Russian loan offers better terms than IMF package, says president

Russian president Vladimir Putin shakes hands with European Council president Herman Van Rompuy  and European Commission president José Manuel Barroso after an EU-Russia summit in Brussels yesterday. Photograph: Yves Herman/Reuters

Russian president Vladimir Putin shakes hands with European Council president Herman Van Rompuy and European Commission president José Manuel Barroso after an EU-Russia summit in Brussels yesterday. Photograph: Yves Herman/Reuters

Wed, Jan 29, 2014, 01:00

Russian president Vladimir Putin yesterday defended his country’s involvement in Ukraine, arguing the $15 billion loan pledged by Russia to the debt-stricken country in December offered better terms than the International Monetary Fund package.

Speaking after an EU-Russia summit in Brussels, he indicated the loan was not predicated on the government staying in power, following speculation that Russia could renege on its commitment if the opposition took power.

“Both the loan or any sort of reduction in gas prices are based not on our desire to support any particular government in Ukraine, but to support the people of Ukraine, because it is the common people who suffer when the powers that be fight,” he said.

“Russia has always respected the sovereign rights of all states . . . Any decision in terms of cost benefits should be made by the country in question.”


Deferral of payments
Noting that Ukraine had already asked for a deferral of payments to Russian energy company Gazprom, Mr Putin said this would be a “major challenge for our economy, for Gazprom because this particular revenue stream was already booked for investment”.

Mr Putin flew into Brussels yesterday for his first meeting with EU leaders since Ukraine controversially withdrew from an association agreement with the union, instead opting for a $15 billion bailout from Russia. He held a 2½-hour meeting with the heads of the European Commission and the European Council and with foreign policy chief Catherine Ashton. Outside the European Council building anti-Putin and feminist protesters were contained by security guards.

Describing the meeting as “frank and open”, the heads of the commission and council said a bilateral expert group had been set up to discuss the eastern partnership process, the EU’s strategy for engaging with the former Soviet republics to its east.


‘Misunderstandings’
Though seen by some analysts as a concession to Moscow, the bilateral discussions will seek to address the “different interpretations and misunderstandings on the association agreements”, European Council head Herman Van Rompuy said, adding that the association agreement that Ukraine initialled was still open.

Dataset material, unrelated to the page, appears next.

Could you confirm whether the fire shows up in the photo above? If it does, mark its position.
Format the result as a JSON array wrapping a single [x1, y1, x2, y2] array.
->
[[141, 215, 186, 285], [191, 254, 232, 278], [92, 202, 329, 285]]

“I made it clear that the eastern partnership does not affect Russia’s economic, trade, social, human and cultural links to many of our common neighbours,” he said.

With trade between Russia and the EU approaching €1 billion a day, economic matters were discussed at the summit, amid continuing conflict between the two blocs on protectionist measures.

The EU has criticised Russia for flouting free trade rules, and the European Commission is due to embark on an antitrust inquiry into the state-owned Gazprom.